Son of a notary, Adolphe Mathieu was born in Mons on 22nd June 1804. After his studies at a local college and the Athénée de Namur, he registered at the the former State University of Leuven, from where he was expelled after he published an ode on the death of his great-uncle, the Conventional Deputy Lesage-Senault, in which he praised the Republican regime. He then finished his studies in Ghent.
In 1840, Mathieu was named as the librarian of the City of Mons. However, he lost this position in 1844 following a political disagreement with the local communal authorities. Two years later he was registered with the newly formed Association libérale de Mons. To escape attacks from his adversaries, he left Mons and moved to Brussels. On 4th August 1849, he was given the title of "Professor" at the University of Liège. A title that he never used. In 1852, following the intervention of Charles Rogier, he became the Assistant Curator in the manuscripts section of the Royal Library. Five years later, he was named Curator, and then Head Curator in 1864. He held this post until he took his retirement in 1873.
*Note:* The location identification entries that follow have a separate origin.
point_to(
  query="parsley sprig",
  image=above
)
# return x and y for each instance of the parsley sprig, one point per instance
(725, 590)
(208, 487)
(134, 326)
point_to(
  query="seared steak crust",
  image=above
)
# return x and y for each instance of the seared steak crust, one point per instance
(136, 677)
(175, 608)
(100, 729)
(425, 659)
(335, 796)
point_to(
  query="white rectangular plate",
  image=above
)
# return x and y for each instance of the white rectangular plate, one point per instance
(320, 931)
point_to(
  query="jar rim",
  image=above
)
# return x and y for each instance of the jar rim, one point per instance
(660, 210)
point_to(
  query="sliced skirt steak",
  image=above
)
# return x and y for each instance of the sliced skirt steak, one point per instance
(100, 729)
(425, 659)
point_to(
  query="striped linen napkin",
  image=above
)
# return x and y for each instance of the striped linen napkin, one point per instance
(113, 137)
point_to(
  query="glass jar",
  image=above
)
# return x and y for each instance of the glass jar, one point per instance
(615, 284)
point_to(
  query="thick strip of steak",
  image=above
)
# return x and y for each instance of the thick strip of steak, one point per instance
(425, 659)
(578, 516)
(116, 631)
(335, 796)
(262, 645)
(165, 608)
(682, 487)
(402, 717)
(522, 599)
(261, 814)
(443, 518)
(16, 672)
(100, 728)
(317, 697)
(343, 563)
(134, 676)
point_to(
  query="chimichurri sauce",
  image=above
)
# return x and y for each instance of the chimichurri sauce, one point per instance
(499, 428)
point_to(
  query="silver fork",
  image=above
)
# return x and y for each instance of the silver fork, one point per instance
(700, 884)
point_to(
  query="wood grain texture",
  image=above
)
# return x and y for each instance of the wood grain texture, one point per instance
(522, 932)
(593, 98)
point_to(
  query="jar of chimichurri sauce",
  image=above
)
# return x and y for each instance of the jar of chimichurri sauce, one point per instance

Mathieu died on 13th June 1876 in Ixelles, where he had been the communal advisor between 1860 and 1872.
He was also a member of the Société des Sciences, des Arts et des Lettres du Hainaut, and the Société des Bibliophiles belges in Mons, and held the title of correspondant (1850) and later full member (1863) of the Classe des lettres de l’Académie royale.
As a publicist, Mathieu had a caustic wit and a way with words, which he used against some of his critiques. He published numerous poems and contributed to several newspapers in Mons.
Alph. WAUTERS, Un poète du dix-neuvième siècle. Biography on Adolphe Mathieu, in Mémoires et publications de la Société des Sciences, des Arts et des Lettres du Hainaut, 5th series, t. 3, 1891, pp. 1-137.
Biographie montoise, Mons, E. Hoyois, 1848.